I’m cool with it, this isn’t meant to be one of those ranting and raving posts about public comments. But it more just intrigues me. What is it about three kids that draws attention? Is it like that for others?
Please talk to me. And I’d really like to hear from families that have more than three kids. Do y’all just give up on public appearances!? Can society even handle you? Or do you just keep your “full” hands at home, away from awkward interchanges with strangers?
We do get some other standard questions/comments as well. I figured I’d share them here, along with answers. Just for fun.
1. “How long will you have him?”
That’s the first question I’d ask, for sure. And it’s the one question I’d love to know the answer to. We have no idea. It’s up to the courts and this is a really interesting thing for me to work through, running on someone else’s schedule. They don’t even consult us, can you imagine??!! Rude.
2. “Why is he in foster care?”/ “Does he have parents?”/ “What happened to him?” / “Is it because of drugs?”
When we were placed with our little handsome, the second thing I wanted to know (after a ballpark of how long he’d be with us) was some background. We weren’t told anything.
And, as we’ve slowly pieced together information and gotten his back story, do you know what I’ve learned? It never really mattered in the first place. All I needed to know was that our little babe is precious and needed a home and love. We’ve been blessed with the ability to learn more of his story, but here’s the thing…it’s just that. His story. It’s not ours to share. (We’re not allowed to anyway).
3. “Is he up for adoption?”/ “Are you looking for someone to adopt him?”
Nope. He has a biological and a current family that loves him. As for his future, it’s up to the courts to decide. They don’t give us any sway. Again…rude.
4. “How are your kids doing with this?”
Our older children are doing really well actually. That was one thing we were very cautious to monitor. We talk often about our job as a foster family to provide a safe, loving home and family to a child in crisis, for as long as the Lord sees fit.

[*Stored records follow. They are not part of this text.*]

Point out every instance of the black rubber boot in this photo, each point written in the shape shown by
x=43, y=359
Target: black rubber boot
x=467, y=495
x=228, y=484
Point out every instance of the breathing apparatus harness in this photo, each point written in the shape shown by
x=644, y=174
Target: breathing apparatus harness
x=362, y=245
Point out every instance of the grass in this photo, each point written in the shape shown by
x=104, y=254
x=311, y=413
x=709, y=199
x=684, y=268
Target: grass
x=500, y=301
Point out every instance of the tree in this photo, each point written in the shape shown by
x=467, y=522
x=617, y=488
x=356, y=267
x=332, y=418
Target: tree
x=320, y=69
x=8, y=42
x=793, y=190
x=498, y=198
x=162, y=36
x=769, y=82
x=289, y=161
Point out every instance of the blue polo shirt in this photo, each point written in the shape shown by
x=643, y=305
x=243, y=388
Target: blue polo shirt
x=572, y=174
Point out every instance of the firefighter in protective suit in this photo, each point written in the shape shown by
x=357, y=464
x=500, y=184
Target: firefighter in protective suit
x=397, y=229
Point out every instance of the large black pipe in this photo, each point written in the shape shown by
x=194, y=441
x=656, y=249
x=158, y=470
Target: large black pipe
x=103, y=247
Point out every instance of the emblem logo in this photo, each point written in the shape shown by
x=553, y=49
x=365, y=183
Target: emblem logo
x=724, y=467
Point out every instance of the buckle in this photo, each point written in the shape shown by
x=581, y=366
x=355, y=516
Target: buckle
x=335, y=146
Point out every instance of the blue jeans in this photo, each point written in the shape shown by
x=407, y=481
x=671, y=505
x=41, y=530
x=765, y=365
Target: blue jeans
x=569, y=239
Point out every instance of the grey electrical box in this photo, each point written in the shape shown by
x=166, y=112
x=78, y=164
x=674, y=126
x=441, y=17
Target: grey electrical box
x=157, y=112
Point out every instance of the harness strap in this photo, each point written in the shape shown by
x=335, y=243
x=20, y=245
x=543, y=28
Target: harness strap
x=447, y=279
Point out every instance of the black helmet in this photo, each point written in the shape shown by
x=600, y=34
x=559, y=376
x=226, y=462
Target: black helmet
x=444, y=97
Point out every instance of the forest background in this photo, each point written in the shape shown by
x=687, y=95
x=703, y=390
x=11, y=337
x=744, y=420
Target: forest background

We discuss trusting in Him and His timing. I’m constantly amazed at how utterly natural this whole shebang seems to them. No matter how awkward I can be at times.
As for our youngest, our little baby for now, he’s knocking our socks off. Happy, calm, full of joy. So far showing no signs of the oddness that seems to ooze from our gene pool rubbing off on him.
5. “Do you hope to adopt him?”
I mean, sometimes I have a hard time not stuttering over this one. Especially when a minute earlier I was feeling up all the apples in the produce section, filling up our little baggie and my brain was nothing but a gentle hum. It feels like someone just said, “what color underwear are you wearing?”.
The answer….we don’t hope anything at this point. We pray and trust.
And as for what we’d like? The Lord’s plan. Nothing more, nothing less.
As for deepest darkest wishes? Depends on the day.
6. “Why did you decide to start foster care?”
I wish I had a neat little concise answer. I talked about it some here. But you know who says it so well, it felt like my own heart poured out? This girl. (She’s talking about why she’s adopting, but our whys are the same.) It’s our thang. Honestly, like she said, I just can’t stand the thought of kids in orphanages. (or group homes in our case. Or being tossed around from foster home to foster home). Our family felt that, while we can’t do much, we can provide a safe, loving home for a child that needs it. For as long as they need it. Our home is nothing but a blessing and we want to use it as such. Not a haven, tucked away for just us, but as an embassy for Him to use as He sees fit. We just opened the door. The rest is His story.
7. “Why do your older children seem to never wear clothes?”/ “Do you know your son just dropped his pants and is urinating in public?”/ “Have you noticed your 2 year old seems to be using that baby carrier as a means to shop lift?”
We’re working on it. There’s just nothing else to say.